Comparison of Fixed and Mobile Cost Structures
There are long-run differences between the cost structures of fixed and mobile networks that impact the cost of an average unit cost of voice traffic differently, and the GSMA commissioned PricewaterhouseCoopers (PwC) to examine these differences in detail. Their report considers both qualitative and quantitative analysis on the key differences between the two types of network as well as the intuitive and theoretical reasons why differences in cost structure might be expected, including:
- Treatment of access network costs
- Scarcity of spectrum
- Useful lives of assets
- Age of networks
- Scope and scale economies
- Ability to reduce costs through cost sharing
In recent times a number of commentators have questioned whether the scale of differences observed between fixed and mobile termination rates and whether the level of differences are cost reflective. Some commentators have gone so far as to suggest that the costs of fixed and mobile termination should be approximately the same. Given the fundamental differences between fixed and mobile networks we see no a priori reason to suppose that costs should be similar. In the light of the public debate and regulatory scrutiny, this paper examines the reasons why the cost of a minute of mobile telephony differs from, and is higher than, the cost of a minute of fixed telephony.

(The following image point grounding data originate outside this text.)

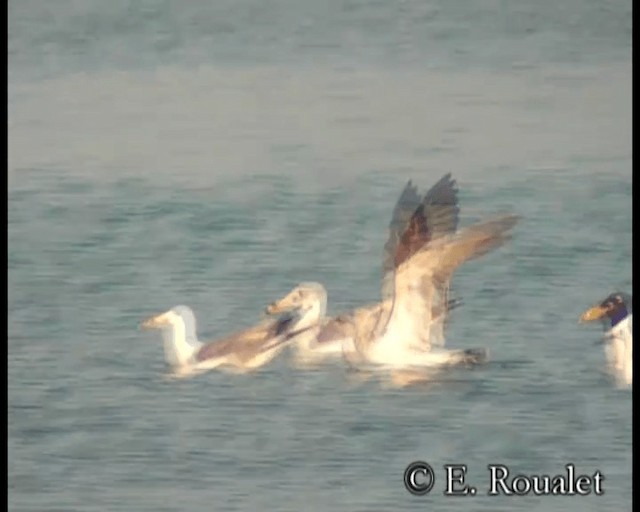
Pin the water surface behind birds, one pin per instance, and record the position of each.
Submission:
(215, 154)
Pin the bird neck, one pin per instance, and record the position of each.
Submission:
(180, 344)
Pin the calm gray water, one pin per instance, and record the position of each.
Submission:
(216, 153)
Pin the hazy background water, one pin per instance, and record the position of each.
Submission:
(216, 153)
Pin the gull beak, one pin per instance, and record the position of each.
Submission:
(281, 306)
(156, 322)
(594, 313)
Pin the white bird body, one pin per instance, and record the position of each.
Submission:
(241, 352)
(414, 221)
(616, 314)
(403, 339)
(619, 350)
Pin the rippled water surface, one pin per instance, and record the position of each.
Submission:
(215, 154)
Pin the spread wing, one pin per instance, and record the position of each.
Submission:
(421, 282)
(415, 222)
(249, 342)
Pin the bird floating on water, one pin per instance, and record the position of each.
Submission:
(616, 314)
(414, 222)
(241, 352)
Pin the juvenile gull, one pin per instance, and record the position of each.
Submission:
(616, 315)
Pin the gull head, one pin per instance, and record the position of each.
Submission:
(616, 307)
(303, 297)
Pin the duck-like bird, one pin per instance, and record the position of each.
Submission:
(414, 222)
(403, 338)
(241, 352)
(616, 314)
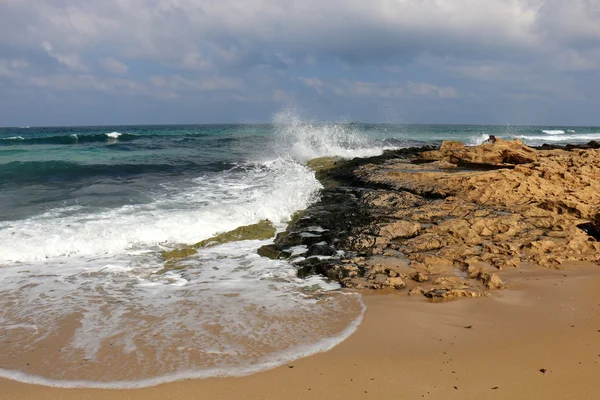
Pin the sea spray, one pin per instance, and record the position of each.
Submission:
(304, 140)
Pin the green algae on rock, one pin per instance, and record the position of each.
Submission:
(260, 231)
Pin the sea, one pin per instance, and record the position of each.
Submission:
(86, 212)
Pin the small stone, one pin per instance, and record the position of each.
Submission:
(490, 280)
(396, 283)
(416, 290)
(419, 277)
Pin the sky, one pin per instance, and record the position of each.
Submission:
(110, 62)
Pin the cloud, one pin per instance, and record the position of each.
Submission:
(71, 61)
(344, 53)
(430, 90)
(114, 66)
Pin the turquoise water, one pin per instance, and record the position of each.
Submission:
(85, 213)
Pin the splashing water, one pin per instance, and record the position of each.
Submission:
(304, 141)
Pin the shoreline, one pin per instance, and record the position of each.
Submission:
(408, 348)
(396, 327)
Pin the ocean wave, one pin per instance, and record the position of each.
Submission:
(65, 171)
(68, 139)
(553, 132)
(114, 135)
(304, 140)
(270, 361)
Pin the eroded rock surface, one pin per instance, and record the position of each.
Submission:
(443, 222)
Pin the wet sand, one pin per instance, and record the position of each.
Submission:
(538, 340)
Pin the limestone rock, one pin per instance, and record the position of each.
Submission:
(396, 283)
(491, 281)
(419, 277)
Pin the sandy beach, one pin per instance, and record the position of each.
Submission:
(538, 340)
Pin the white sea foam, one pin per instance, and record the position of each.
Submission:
(305, 140)
(270, 362)
(273, 190)
(97, 277)
(553, 132)
(478, 139)
(561, 138)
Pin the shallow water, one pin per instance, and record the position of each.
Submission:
(86, 212)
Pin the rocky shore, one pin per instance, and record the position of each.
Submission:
(443, 222)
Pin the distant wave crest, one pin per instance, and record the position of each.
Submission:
(69, 139)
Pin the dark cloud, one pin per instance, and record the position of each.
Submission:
(473, 56)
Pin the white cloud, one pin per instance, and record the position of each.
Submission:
(430, 90)
(114, 66)
(71, 61)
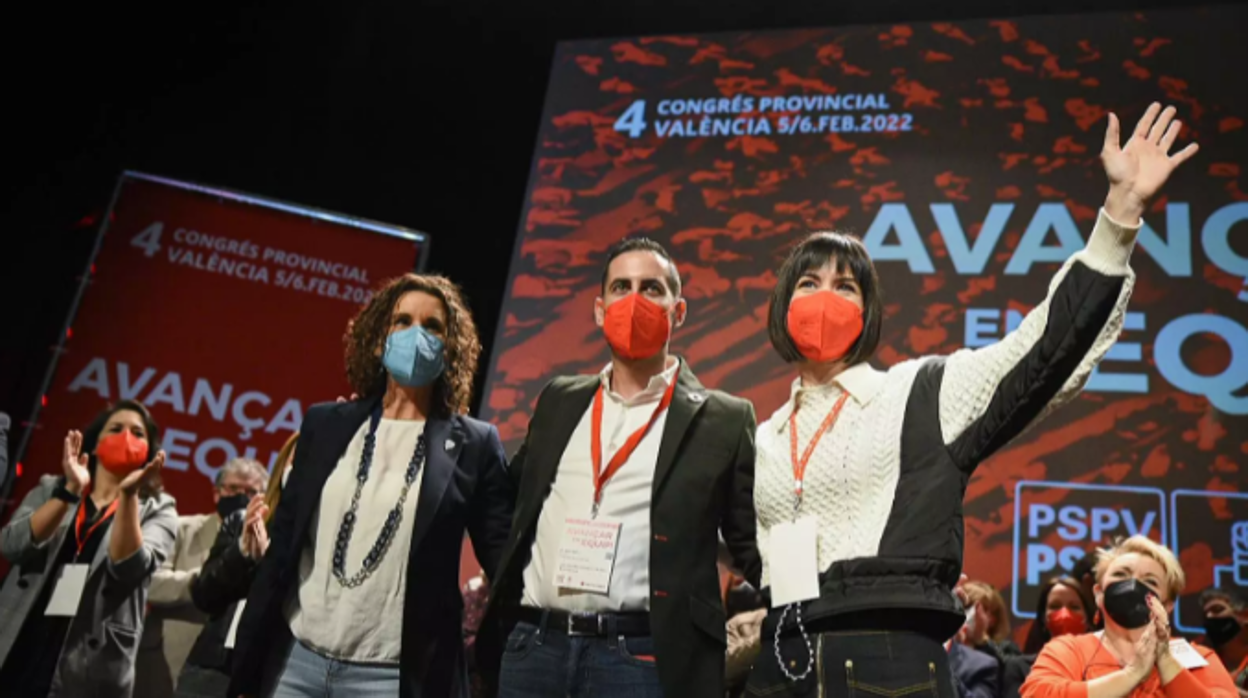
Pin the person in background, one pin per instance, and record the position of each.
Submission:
(1226, 631)
(990, 631)
(84, 548)
(890, 452)
(977, 674)
(664, 467)
(358, 589)
(1137, 583)
(224, 581)
(1061, 609)
(1085, 573)
(174, 622)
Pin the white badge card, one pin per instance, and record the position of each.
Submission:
(1186, 654)
(587, 555)
(793, 558)
(69, 589)
(234, 624)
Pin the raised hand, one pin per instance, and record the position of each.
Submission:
(132, 481)
(78, 477)
(1138, 169)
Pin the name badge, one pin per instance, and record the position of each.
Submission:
(234, 624)
(69, 591)
(793, 557)
(1186, 654)
(587, 555)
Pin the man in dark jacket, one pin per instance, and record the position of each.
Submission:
(647, 463)
(217, 591)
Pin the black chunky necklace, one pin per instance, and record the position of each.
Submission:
(392, 520)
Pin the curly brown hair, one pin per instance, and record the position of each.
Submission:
(366, 337)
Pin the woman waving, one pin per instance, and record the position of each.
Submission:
(860, 476)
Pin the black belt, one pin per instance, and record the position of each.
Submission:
(587, 624)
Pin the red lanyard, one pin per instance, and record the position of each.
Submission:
(81, 518)
(799, 466)
(595, 440)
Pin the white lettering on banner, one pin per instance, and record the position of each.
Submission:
(127, 390)
(337, 270)
(169, 390)
(94, 375)
(182, 448)
(1173, 255)
(288, 417)
(237, 259)
(1032, 249)
(984, 329)
(217, 244)
(149, 240)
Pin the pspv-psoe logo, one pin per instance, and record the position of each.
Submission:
(1209, 526)
(1056, 523)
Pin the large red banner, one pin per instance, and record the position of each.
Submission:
(966, 156)
(224, 314)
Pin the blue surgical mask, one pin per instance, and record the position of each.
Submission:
(413, 357)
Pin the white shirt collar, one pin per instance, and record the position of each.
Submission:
(654, 390)
(861, 381)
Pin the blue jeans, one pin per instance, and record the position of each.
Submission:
(539, 663)
(308, 674)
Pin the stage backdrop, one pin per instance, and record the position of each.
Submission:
(224, 314)
(966, 156)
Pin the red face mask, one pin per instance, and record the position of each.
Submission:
(824, 325)
(121, 453)
(637, 327)
(1065, 622)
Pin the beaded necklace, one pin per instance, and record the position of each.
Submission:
(348, 520)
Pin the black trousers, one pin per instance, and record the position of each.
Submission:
(851, 663)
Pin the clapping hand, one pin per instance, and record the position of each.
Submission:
(78, 477)
(135, 480)
(255, 536)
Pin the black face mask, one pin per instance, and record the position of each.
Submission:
(1221, 631)
(227, 506)
(1127, 603)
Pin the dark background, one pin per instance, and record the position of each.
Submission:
(421, 114)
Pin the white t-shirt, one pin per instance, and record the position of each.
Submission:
(363, 623)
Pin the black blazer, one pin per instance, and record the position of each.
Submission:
(464, 487)
(703, 485)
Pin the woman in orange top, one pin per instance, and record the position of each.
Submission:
(1137, 582)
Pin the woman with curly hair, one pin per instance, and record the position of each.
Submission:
(358, 589)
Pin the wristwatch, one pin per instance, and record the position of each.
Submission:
(65, 495)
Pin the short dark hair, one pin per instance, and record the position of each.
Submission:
(1233, 598)
(811, 254)
(1040, 634)
(92, 431)
(367, 332)
(643, 245)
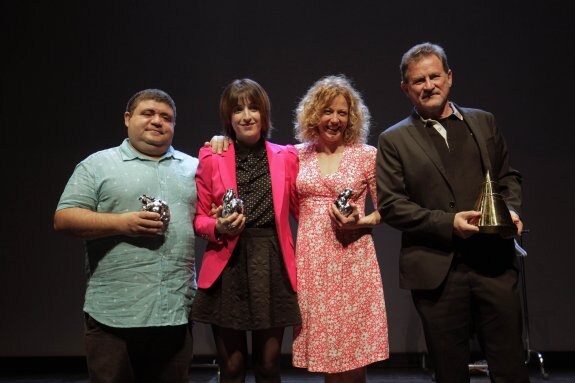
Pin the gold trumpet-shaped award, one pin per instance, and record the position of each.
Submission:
(495, 218)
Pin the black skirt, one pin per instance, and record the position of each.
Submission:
(253, 292)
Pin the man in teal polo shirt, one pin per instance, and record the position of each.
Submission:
(140, 263)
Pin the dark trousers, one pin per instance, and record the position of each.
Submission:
(466, 301)
(137, 355)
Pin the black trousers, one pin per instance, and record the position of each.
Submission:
(468, 300)
(138, 355)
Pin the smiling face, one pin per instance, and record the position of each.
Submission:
(333, 121)
(150, 127)
(427, 85)
(246, 122)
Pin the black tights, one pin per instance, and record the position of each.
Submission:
(231, 346)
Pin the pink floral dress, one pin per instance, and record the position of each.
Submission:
(340, 292)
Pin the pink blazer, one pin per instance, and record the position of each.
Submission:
(216, 173)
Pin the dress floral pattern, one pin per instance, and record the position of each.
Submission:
(340, 291)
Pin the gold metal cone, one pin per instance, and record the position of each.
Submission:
(495, 218)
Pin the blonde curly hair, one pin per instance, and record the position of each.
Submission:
(310, 109)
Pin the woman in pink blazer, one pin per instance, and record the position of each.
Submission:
(247, 280)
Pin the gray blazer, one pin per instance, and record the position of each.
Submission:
(416, 196)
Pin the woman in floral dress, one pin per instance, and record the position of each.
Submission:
(340, 291)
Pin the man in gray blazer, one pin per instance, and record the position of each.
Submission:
(430, 171)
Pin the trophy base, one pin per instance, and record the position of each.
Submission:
(503, 231)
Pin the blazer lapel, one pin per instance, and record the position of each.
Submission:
(480, 139)
(419, 134)
(276, 161)
(227, 168)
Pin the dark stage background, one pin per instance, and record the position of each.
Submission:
(70, 67)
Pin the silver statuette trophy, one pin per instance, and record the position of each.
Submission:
(342, 201)
(156, 205)
(231, 203)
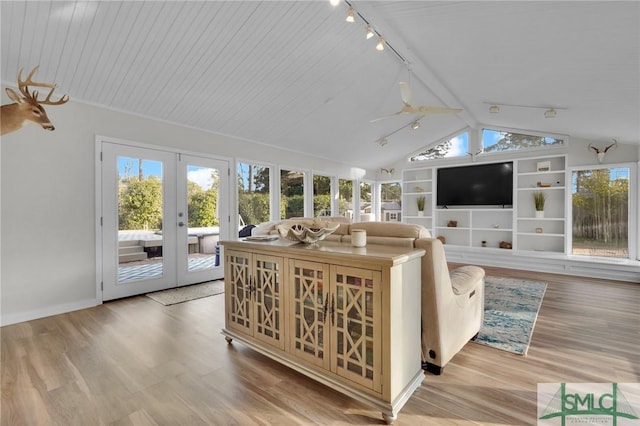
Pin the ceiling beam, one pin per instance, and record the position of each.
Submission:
(417, 67)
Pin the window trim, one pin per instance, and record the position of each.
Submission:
(633, 220)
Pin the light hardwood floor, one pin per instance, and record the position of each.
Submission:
(136, 362)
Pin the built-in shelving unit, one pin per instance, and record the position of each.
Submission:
(487, 227)
(417, 183)
(545, 233)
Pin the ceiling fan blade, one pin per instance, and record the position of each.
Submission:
(435, 110)
(405, 93)
(386, 116)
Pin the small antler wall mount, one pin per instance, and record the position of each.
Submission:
(602, 152)
(27, 107)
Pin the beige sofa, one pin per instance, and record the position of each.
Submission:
(452, 301)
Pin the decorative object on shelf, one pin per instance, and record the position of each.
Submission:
(602, 152)
(420, 201)
(307, 234)
(358, 238)
(539, 199)
(543, 166)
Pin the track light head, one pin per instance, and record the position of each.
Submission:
(351, 17)
(369, 32)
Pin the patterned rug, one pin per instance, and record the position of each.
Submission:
(186, 293)
(510, 311)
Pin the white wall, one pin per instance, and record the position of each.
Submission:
(47, 183)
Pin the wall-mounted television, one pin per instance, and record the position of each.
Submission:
(475, 185)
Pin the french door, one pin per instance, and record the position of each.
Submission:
(162, 216)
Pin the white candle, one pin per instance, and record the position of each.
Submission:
(358, 238)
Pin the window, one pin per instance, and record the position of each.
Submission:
(366, 213)
(457, 146)
(600, 212)
(390, 202)
(321, 195)
(345, 201)
(253, 193)
(500, 141)
(291, 194)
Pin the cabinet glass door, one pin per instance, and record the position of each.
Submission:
(267, 299)
(238, 288)
(310, 306)
(356, 335)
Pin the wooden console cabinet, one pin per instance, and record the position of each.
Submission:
(347, 317)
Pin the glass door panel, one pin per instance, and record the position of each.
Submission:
(203, 202)
(138, 217)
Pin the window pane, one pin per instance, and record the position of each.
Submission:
(345, 201)
(321, 195)
(499, 141)
(292, 194)
(253, 193)
(140, 217)
(455, 147)
(390, 202)
(600, 212)
(365, 202)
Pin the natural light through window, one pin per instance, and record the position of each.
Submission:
(457, 146)
(600, 216)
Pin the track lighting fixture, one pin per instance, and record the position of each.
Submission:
(369, 32)
(351, 15)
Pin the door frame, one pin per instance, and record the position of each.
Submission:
(99, 140)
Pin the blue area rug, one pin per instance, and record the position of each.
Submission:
(510, 311)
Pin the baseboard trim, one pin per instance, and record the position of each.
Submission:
(618, 270)
(9, 319)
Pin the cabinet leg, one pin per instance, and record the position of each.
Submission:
(389, 418)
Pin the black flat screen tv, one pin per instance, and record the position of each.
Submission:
(475, 185)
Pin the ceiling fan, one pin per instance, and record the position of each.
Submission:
(408, 108)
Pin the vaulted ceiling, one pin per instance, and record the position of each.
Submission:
(295, 75)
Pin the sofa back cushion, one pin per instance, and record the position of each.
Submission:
(392, 229)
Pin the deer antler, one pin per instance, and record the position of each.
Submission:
(614, 144)
(23, 86)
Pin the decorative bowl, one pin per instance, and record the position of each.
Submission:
(307, 234)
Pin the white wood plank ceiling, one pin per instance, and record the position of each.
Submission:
(294, 74)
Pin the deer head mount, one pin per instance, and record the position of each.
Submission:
(602, 152)
(27, 106)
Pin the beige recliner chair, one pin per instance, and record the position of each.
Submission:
(452, 306)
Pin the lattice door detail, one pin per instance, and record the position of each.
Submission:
(238, 274)
(309, 301)
(357, 331)
(268, 285)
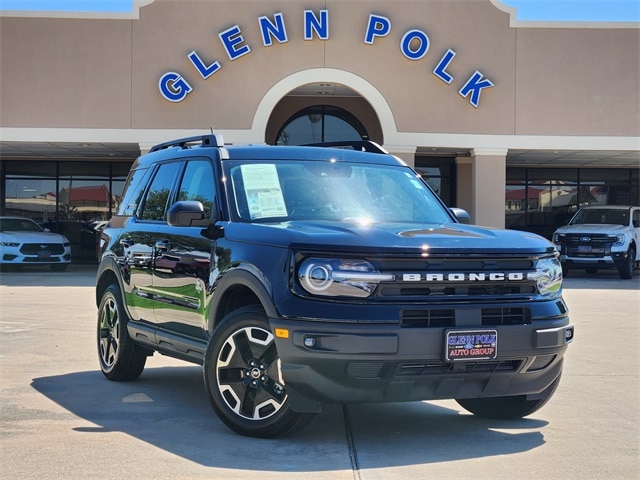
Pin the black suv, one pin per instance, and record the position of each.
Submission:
(299, 276)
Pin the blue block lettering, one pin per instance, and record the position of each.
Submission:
(440, 70)
(378, 27)
(174, 87)
(205, 70)
(271, 30)
(231, 41)
(313, 24)
(416, 37)
(475, 85)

The biggest single difference is the access network and how its costs are driven and hence should be recovered. The access network in a fixed network (predominantly the copper loops) is almost entirely driven by the number of subscribers and increases in traffic independent of the number of subscribers require no further investment in the access network. As such, the costs of the access network are appropriately recovered from a subscription service. This is not the case for mobile networks where the access network (base stations and associated equipment) is not dedicated to individual subscribers. An increase in traffic on mobile networks does require further investment in the access network. As such, the costs of the access network are appropriately recovered from traffic services.